- 🍨 本文为🔗365天深度学习训练营 中的学习记录博客
- 🍖 原作者:K同学啊 | 接辅导、项目定制
- 🚀 文章来源:K同学的学习圈子
一、前期准备
1.设置GPU
import torch
import torch.nn as nn
import torchvision.transforms as transforms
import torchvision
from torchvision import transforms, datasets
import os,PIL,pathlib,warnings
def seed_torch(seed=1029): #设置随机种子
random.seed(seed)
os.environ['PYTHONHASHSEED'] = str(seed)
np.random.seed(seed)
torch.manual_seed(seed)#设置pytorch的随机种子
torch.cuda.manual_seed_all(seed)#设置pytorchGPU的随机种子
torch.backends.cudnn.deterministic = True
torch.backends.cudnn.benchmark = False#关闭卷积优化器
warnings.filterwarnings("ignore") #忽略警告信息
device = torch.device("cuda" if torch.cuda.is_available() else "cpu")
device
device(type=‘cuda’)
关于关闭卷积优化器这个,我刚开始看到这个操作还是有点疑惑的,为什么要把优化器关掉,然后我得到了这样的回答“关闭卷积优化器可以在一些特殊的情况下提高模型的性能。例如,在训练一些非常大的模型时,由于计算资源的限制,我们可能无法使用高效的卷积优化器,此时关闭卷积优化器可以提高训练速度。此外,在一些特殊的任务中,如图像分类、目标检测等,关闭卷积优化器也可以提高模型的性能。”然后我决定先试试。然后在这里设置随机种子,将随机数生成器初始化,确保每次的随机数相同。
2.导入数据
import os,PIL,random,pathlib
data_dir = './P7/'
data_dir = pathlib.Path(data_dir)
data_paths = list(data_dir.glob('*'))
classeNames = [str(path).split("\\")[1] for path in data_paths]
classeNames
[‘Dark’, ‘Green’, ‘Light’, ‘Medium’]
导入必要的os,PIL,random等库,用pathlib将Path转化为路径对象,再用glob读取路径下所有文件,用str.split(“”)方法将每个路径的字符串分割成一个列表,并取出第二个元素即文件名储存到classNames中
train_transforms = transforms.Compose([
transforms.Resize([224, 224]),
transforms.RandomHorizontalFlip(),
transforms.ToTensor(),
transforms.Normalize(
mean=[0.485, 0.456, 0.406],
std=[0.229, 0.224, 0.225])
])
test_transform = transforms.Compose([
transforms.Resize([224, 224]),
transforms.ToTensor(),
transforms.Normalize(
mean=[0.485, 0.456, 0.406],
std=[0.229, 0.224, 0.225])
])
total_data = datasets.ImageFolder("./P7/",transform=train_transforms)
total_data
Dataset ImageFolder
Number of datapoints: 1200
Root location: ./P7/
StandardTransform
Transform: Compose(
Resize(size=[224, 224], interpolation=bilinear, max_size=None, antialias=warn)

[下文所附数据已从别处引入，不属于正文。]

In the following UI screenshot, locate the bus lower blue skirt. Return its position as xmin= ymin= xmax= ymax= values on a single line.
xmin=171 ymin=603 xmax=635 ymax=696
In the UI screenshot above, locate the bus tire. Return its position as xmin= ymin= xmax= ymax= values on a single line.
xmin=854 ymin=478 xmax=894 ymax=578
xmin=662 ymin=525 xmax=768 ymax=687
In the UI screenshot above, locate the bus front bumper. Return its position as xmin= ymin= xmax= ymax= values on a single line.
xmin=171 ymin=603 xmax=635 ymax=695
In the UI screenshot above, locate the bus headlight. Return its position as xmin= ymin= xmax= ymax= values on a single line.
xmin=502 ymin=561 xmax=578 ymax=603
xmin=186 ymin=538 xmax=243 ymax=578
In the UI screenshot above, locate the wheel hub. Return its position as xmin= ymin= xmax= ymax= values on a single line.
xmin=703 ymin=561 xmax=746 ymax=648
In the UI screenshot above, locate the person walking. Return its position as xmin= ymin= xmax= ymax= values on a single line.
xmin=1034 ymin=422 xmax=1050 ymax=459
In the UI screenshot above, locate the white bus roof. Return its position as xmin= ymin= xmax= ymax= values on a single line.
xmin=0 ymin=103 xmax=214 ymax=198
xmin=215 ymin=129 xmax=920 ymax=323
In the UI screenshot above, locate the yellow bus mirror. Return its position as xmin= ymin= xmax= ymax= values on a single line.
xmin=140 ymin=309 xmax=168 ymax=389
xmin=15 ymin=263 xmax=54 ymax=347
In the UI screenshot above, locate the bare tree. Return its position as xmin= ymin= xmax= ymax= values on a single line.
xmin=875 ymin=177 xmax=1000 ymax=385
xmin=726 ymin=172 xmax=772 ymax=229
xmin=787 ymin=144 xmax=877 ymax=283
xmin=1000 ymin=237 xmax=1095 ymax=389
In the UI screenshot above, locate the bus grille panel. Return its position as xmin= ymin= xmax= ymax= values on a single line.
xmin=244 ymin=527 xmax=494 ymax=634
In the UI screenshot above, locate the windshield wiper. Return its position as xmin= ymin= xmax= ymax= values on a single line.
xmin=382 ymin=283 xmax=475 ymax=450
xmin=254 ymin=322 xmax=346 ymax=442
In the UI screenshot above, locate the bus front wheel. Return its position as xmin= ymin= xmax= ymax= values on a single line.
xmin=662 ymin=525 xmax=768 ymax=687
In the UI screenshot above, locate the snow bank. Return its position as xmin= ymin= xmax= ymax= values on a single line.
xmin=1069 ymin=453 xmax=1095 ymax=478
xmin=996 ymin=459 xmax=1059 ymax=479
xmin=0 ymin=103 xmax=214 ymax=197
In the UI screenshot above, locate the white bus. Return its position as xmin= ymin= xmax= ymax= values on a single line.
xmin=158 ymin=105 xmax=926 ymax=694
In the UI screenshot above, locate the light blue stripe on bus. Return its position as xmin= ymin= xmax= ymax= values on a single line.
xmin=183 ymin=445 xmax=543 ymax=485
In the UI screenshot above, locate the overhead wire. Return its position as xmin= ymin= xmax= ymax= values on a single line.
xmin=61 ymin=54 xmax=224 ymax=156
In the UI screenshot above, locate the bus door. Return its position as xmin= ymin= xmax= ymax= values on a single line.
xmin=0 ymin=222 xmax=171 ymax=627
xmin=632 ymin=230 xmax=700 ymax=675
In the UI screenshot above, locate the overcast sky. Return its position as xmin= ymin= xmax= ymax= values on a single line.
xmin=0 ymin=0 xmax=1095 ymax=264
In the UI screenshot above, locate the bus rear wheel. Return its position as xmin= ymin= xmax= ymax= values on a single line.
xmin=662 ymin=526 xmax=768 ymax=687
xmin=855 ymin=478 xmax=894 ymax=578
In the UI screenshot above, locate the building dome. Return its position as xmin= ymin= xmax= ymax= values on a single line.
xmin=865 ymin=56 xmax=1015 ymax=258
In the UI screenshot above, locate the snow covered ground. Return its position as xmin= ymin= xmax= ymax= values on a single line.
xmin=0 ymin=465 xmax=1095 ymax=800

RandomHorizontalFlip(p=0.5)
ToTensor()
Normalize(mean=[0.485, 0.456, 0.406], std=[0.229, 0.224, 0.225])
)
分别定义了训练集和测试集的数据增强方法。将数据归一化,统一大小,随机翻转等能提高模型的泛化能力。将图形转化为张量便于模型处理
total_data.class_to_idx#打标签
{‘Dark’: 0, ‘Green’: 1, ‘Light’: 2, ‘Medium’: 3}
3.划分数据
train_size = int(0.8 * len(total_data))
test_size = len(total_data) - train_size
train_dataset, test_dataset = torch.utils.data.random_split(total_data, [train_size, test_size])
train_dataset, test_dataset
(<torch.utils.data.dataset.Subset at 0x239316a53a0>,
<torch.utils.data.dataset.Subset at 0x239316a5640>)
utils.data.random_split()对数据进行batch划分
batch_size = 1#将batch_size设置为1虽然等的久了一些,但是还是能减小一些过拟合的风险
train_dl = torch.utils.data.DataLoader(train_dataset,
batch_size=batch_size,
shuffle=True,
num_workers=1)
test_dl = torch.utils.data.DataLoader(test_dataset,
batch_size=batch_size,
shuffle=True,
num_workers=1)
shuffle = True将在每一次将数据打乱,将线程加大一点,增加速度
for X, y in test_dl:
print("Shape of X [N, C, H, W]: ", X.shape)
print("Shape of y: ", y.shape, y.dtype)
break
Shape of X [N, C, H, W]: torch.Size([1, 3, 224, 224])
Shape of y: torch.Size([1]) torch.int64
二、手动搭建VGG-16模型
1.搭建模型
import torch.nn.functional as F
class vgg16(nn.Module):
def __init__(self):
super(vgg16, self).__init__()#调用了nn.Module的构造函数,用于初始化模型的参数
# 卷积块1
self.block1 = nn.Sequential( #使用nn.Sequential模块将卷积块1中的各个层组合成一个序列。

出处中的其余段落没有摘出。